Nach Fund von kinderpornografischem Material: Zweieinhalb Jahre Haft gefordert

Ein Pluspunkt für den Wiesseer war sein Geständnis, sagte der Staatsanwalt in seinem Schlussvortrag. Doch angesichts der erdrückenden Beweise hätte es dessen gar nicht bedurft. Die große Menge vor allem auch an Videos mit widerwärtigen und erniedrigenden Darstellungen müsse mit einer Freiheitsstrafe von zwei Jahren und sechs Monaten geahndet werden.

Eine Geldauflage für seinen Mandanten hielt hingegen der Verteidiger für ausreichend. Der Angeklagte sei zur Tatzeit noch keine ausgereifte Persönlichkeit gewesen und habe sein Verhalten und seine Taten nicht reflektiert, sich dann aber ausdrücklich davon distanziert. „Ich bereue das alles zutiefst“, äußerte der nicht vorbestrafte junge Mann bei seinem Schlusswort.

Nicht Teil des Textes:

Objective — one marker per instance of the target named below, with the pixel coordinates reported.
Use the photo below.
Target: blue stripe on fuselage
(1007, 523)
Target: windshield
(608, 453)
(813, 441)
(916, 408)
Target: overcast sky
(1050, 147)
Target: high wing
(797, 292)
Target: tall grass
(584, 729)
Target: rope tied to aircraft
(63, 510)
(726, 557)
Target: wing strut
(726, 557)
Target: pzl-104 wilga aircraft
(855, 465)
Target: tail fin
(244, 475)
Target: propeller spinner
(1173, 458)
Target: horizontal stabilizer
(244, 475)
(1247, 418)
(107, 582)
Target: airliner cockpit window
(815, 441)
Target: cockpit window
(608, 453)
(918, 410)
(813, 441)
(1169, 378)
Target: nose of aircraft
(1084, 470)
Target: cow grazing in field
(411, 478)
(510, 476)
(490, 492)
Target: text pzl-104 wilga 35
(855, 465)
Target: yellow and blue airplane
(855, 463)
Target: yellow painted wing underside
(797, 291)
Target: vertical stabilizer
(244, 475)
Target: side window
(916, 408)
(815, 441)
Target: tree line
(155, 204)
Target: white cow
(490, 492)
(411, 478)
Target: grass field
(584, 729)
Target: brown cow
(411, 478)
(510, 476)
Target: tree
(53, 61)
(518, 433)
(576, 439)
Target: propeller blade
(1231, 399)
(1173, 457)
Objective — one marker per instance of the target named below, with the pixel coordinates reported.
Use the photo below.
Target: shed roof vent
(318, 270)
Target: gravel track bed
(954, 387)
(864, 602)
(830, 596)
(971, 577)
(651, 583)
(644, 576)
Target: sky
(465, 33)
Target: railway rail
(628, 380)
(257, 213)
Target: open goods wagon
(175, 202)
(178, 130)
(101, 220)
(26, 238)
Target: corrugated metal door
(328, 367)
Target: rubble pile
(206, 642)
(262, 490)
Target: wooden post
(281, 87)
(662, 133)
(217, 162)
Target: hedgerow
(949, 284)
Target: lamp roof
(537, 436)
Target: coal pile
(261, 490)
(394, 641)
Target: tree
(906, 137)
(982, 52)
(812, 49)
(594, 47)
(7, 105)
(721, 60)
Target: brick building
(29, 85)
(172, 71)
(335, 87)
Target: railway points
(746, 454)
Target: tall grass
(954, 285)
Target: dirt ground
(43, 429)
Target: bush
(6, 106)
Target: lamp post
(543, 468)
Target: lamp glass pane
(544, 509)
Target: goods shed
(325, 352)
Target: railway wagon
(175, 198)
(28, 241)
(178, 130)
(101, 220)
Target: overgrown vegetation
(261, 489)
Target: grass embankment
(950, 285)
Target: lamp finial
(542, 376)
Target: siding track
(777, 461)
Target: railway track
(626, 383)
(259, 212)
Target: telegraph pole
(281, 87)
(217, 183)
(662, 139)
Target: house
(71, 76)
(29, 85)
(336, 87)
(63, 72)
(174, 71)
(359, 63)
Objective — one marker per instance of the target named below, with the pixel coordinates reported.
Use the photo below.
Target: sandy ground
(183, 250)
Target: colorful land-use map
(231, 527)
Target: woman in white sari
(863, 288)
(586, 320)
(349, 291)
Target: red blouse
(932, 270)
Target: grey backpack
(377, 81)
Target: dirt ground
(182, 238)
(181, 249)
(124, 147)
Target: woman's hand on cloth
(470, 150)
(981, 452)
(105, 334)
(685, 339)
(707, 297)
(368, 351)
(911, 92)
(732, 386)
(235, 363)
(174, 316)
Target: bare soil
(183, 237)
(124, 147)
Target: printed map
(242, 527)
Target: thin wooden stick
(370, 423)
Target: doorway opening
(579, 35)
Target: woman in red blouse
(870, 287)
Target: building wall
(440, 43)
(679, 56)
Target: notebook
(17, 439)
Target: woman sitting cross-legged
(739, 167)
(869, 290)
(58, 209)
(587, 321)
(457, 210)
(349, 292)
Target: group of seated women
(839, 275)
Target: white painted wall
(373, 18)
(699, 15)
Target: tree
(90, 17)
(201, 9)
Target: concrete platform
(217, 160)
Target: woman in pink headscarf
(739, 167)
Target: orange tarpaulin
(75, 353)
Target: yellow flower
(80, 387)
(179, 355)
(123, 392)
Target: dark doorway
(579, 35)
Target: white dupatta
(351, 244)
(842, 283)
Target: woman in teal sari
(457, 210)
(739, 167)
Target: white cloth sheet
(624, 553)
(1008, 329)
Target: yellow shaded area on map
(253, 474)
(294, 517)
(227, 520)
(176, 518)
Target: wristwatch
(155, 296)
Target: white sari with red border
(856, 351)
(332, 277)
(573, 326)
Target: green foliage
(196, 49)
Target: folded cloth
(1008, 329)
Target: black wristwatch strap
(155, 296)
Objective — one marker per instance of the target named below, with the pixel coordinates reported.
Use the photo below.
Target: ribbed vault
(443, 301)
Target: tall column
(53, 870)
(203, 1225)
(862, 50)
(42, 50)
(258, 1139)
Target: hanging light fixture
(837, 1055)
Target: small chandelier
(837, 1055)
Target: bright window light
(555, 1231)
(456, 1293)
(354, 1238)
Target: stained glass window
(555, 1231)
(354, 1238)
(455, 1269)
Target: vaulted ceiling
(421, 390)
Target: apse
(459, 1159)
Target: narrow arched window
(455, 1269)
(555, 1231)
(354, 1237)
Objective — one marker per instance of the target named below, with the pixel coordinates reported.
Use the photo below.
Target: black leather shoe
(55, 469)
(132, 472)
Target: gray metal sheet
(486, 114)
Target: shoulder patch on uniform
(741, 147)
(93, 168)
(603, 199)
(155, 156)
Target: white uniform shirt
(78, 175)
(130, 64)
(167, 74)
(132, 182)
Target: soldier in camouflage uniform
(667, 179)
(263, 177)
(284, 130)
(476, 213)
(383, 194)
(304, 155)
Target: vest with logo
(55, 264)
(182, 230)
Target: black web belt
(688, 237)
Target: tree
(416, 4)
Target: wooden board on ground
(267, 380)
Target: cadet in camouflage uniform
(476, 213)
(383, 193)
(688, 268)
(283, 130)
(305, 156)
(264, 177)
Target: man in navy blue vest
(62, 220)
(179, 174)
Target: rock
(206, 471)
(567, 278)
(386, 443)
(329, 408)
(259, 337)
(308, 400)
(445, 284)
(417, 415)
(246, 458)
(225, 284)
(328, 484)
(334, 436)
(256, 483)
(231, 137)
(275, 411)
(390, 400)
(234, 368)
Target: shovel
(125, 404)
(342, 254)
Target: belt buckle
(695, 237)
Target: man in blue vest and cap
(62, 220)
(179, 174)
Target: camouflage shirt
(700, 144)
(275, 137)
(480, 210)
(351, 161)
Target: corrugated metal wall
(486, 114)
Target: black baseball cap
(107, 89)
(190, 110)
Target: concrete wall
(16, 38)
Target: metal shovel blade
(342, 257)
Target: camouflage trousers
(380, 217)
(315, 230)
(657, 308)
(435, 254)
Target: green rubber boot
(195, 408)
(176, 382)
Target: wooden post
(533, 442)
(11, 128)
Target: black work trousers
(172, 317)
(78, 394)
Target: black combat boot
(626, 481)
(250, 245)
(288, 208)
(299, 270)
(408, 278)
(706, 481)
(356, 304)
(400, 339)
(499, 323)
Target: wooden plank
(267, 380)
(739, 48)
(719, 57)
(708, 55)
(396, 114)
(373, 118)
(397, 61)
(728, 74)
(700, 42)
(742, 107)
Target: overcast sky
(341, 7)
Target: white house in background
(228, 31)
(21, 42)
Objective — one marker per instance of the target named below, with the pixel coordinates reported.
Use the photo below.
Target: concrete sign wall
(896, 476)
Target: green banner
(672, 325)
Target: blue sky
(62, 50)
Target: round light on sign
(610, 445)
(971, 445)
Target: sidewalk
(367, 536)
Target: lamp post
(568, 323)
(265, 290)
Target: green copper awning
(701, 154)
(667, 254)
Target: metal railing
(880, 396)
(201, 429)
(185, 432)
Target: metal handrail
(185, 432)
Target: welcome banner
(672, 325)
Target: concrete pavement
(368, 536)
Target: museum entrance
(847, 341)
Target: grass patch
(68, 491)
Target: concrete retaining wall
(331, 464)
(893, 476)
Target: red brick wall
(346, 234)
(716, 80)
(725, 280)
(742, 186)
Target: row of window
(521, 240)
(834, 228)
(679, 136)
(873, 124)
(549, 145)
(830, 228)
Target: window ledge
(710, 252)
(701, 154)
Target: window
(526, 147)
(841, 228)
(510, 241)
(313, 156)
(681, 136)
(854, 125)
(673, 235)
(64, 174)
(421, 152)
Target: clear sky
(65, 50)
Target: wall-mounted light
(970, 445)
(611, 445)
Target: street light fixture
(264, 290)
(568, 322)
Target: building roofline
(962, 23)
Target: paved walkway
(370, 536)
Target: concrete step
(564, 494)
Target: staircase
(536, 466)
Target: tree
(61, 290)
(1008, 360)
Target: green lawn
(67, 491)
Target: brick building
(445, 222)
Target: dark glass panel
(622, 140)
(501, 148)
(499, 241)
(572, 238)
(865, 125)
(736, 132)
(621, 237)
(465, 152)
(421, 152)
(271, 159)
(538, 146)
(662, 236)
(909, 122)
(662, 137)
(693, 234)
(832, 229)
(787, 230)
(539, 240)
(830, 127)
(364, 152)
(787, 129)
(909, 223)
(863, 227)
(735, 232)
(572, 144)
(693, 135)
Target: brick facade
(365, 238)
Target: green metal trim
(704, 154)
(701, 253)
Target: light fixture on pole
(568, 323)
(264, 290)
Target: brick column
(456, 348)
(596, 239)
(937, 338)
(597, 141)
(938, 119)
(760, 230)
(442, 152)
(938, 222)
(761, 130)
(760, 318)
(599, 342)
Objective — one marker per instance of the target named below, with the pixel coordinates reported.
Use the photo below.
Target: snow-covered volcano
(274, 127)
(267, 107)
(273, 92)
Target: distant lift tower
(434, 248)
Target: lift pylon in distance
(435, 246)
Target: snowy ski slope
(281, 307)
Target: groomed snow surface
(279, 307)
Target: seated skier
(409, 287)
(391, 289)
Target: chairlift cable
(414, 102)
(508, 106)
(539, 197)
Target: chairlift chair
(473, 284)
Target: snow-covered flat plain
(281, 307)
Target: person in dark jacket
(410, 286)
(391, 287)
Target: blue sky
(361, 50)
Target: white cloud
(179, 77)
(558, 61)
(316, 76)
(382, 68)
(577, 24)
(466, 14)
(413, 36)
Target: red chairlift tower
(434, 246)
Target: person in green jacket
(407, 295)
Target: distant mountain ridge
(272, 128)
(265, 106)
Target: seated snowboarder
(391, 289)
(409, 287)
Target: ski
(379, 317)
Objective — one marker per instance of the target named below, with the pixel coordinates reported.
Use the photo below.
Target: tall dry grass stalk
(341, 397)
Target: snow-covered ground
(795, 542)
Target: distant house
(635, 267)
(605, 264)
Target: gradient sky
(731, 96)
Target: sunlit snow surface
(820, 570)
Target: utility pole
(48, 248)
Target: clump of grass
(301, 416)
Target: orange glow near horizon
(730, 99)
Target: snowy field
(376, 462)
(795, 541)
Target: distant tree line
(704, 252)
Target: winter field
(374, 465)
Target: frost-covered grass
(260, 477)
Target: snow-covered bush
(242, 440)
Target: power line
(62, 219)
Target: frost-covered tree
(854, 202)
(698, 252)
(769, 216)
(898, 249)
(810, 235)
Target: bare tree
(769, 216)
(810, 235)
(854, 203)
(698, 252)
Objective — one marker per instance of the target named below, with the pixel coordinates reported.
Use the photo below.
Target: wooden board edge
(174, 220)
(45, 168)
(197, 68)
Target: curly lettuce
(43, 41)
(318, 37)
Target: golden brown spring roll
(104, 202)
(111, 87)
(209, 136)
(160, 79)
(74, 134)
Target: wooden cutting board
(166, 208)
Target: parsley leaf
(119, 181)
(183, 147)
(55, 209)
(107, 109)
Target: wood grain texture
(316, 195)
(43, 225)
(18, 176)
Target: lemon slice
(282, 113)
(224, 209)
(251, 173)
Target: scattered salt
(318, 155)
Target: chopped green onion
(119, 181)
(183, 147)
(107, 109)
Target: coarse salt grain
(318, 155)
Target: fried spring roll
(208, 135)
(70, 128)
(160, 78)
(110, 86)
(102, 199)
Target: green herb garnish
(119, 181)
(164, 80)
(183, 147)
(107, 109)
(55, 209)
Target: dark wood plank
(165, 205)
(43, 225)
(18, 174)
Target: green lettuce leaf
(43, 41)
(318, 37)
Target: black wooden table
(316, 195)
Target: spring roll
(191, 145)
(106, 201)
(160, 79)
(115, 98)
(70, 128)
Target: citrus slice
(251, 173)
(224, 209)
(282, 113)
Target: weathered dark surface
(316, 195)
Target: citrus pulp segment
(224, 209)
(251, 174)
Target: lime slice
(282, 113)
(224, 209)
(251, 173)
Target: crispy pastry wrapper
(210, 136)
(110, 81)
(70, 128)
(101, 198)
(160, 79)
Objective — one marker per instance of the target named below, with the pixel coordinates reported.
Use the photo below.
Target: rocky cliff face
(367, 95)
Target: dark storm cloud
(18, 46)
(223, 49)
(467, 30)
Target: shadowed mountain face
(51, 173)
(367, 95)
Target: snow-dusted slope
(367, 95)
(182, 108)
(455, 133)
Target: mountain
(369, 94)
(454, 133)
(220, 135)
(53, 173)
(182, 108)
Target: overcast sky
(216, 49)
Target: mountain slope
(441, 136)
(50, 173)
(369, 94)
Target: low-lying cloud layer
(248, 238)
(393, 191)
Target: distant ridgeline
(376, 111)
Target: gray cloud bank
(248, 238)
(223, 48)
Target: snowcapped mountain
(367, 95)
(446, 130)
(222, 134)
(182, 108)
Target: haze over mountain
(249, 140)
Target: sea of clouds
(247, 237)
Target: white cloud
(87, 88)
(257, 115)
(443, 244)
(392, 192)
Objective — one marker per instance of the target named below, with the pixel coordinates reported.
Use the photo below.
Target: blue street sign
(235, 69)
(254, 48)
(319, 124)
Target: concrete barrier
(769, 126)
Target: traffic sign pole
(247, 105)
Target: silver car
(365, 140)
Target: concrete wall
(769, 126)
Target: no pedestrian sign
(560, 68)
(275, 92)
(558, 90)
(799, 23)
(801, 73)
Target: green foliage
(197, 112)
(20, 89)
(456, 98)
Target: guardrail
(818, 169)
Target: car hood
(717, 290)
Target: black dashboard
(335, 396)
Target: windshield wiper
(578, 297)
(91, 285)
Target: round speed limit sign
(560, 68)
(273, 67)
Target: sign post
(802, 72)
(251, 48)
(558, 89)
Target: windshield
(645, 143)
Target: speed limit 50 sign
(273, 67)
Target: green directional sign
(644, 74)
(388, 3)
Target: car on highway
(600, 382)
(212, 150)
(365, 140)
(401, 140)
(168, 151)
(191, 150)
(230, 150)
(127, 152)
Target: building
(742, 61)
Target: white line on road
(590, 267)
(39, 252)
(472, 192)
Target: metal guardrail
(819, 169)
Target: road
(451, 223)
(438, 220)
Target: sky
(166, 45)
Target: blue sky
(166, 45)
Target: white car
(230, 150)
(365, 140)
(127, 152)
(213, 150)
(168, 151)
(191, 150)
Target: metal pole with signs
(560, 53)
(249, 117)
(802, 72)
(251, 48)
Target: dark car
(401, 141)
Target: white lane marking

Das Schöffengericht verhängte schließlich eine Freiheitsstrafe von einem Jahr und drei Monaten auf Bewährung. Zusätzlich muss der Wiesseer 2000 Euro an den Frauen- und Mädchennotruf Rosenheim bezahlen. Es handle sich um eine Vielzahl von Fällen, doch habe der Angeklagte Reue gezeigt und mit dem Suizidversuch und dessen langwierigen Folgen einiges durchlitten, hieß es in der Urteilsbegründung.